Il progetto è quello di realizzare il trekking O – Circuito Macizo Paine Grande del Parco Naturale Torres del Paine. Dicono sia il percorso più bello e meno turistico di questo spettacolare luogo.

 

L’organizzazione non è stata per niente facile. E’ uno di quei posti dove appassionati di trekking, avventura, alpinismo, fotografia ma anche il classico turista, vogliono andare almeno una volta nella vita. Il parco è quindi assalito da tantissime richieste di pernottamento ma, per fortuna, i posti sono parecchio limitati aspetto che, soprattutto per quel che riguarderà il trekking, tutela e garantisce la possibilità di “immergersi nella natura”.

Ci sono due agenzie che gestiscono i pernottamenti nel parco (Vertice e Fantastico Sur ) e l’ente parco CONAF che mette a disposizione gratuitamente i suoi campeggi. Il trekking W – che è quello più turistico, è impossibile da prenotare: tutto pieno da mesi. Questa situazione si deve a più fattori: è il percorso di minore lunghezza, quello che offre rifugi dotati di ogni comodità e soprattutto, dei panorami incantevoli che ti portano fino a Base Torres da dove si possono scattare delle foto da cartolina. Ad ogni modo, dopo moltissimi scambi di mail, proprio quando stavamo quasi per rinunciare e cambiare programma, ecco che riusciamo a prenotare i vari soggiorni nei camping senza i quali non avremmo potuto entrare nel parco. Unico compromesso: non sarà possibile percorrere l’intero circuito. Il nostro trekking sarà quindi il seguente:

  • Partiremo dalla Laguna Amarga fino al Camping Seron
  • dal Camping Seron fino al Camping Dikson
  • dal Dikson fino a Los Perros
  • da Los Perros fino al Camping Grey
  • da Camping Gray fino al Paine Grande
  • da Paine Grande, dove dovremmo iniziare il trekking W, prenderemo invece un battello che ci riporterà alla civiltà.

La sera prima della partenza per Punta Arenas, inizio a sentire quella sensazione strana che affiora quando hai desiderato tanto una cosa e sai che da lì a poco avrà inizio.
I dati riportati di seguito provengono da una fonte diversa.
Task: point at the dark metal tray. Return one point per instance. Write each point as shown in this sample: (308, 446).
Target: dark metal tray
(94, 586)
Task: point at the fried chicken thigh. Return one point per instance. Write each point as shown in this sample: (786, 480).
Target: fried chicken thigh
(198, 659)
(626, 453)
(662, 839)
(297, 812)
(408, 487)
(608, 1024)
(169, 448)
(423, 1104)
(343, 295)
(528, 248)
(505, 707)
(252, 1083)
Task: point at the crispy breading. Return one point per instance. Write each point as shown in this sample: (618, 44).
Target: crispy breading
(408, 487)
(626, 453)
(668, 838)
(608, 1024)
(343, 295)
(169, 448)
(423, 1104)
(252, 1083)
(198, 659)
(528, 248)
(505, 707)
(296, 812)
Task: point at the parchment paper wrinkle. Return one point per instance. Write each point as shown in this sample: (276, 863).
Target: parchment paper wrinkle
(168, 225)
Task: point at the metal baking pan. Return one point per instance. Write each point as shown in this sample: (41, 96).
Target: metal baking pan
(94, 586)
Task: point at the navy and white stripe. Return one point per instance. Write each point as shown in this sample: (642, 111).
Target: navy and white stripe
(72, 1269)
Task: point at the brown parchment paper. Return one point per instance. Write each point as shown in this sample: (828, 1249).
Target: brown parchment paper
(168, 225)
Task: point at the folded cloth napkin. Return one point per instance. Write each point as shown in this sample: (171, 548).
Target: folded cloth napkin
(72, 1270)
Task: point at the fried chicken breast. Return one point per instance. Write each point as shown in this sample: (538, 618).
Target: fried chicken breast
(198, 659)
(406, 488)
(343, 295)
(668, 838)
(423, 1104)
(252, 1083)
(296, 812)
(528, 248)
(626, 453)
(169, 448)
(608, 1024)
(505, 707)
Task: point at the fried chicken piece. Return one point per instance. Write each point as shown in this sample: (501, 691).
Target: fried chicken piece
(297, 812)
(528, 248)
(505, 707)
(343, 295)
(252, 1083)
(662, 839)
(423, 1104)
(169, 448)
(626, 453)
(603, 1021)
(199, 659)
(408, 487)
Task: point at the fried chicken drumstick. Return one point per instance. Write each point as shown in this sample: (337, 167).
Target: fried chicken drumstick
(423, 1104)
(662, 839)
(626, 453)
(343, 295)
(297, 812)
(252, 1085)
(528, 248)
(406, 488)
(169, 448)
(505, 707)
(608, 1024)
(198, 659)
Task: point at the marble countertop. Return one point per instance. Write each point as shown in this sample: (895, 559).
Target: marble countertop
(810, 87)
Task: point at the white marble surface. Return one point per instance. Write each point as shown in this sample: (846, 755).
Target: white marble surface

Per me è pura magia sapere che  tutto ciò che ti servirà  nei prossimi giorni, è dentro lo zaino. E’ come se tutte le cose della tua vita (lavoro, casa, comodità, ecc.. ) si azzerassero per connetterti all’essenziale. Quando prepari lo zaino si ha sempre paura di portare poco, di scordarsi qualcosa e poi, alla fine del viaggio, ti rendi conto di come con quello che pensavi essere poco abbia invece potuto realizzare il tuo sogno. A volte ti accorgi addirittura di aver portato più materiale del necessario.

Questo aspetto mi affascina ed anzi, credo che nella vita (proprio come quando la sera prima della partenza ti fermi a controllare o addirittura a preparare lo zaino)  sia importante fermarsi e controllare ciò che si ha per dare valore a ciò che si fa. Bisogna riorganizzarsi per dare il giusto peso alle cose altrimenti il sopra diventa il sotto ed il superfluo diventa l’essenziale.

Come ho scritto prima, in questo momento sto attraversando un momento particolare della mia vita e credo proprio che questo viaggio rappresenterà un punto di fermo, meditazione e ripartenza.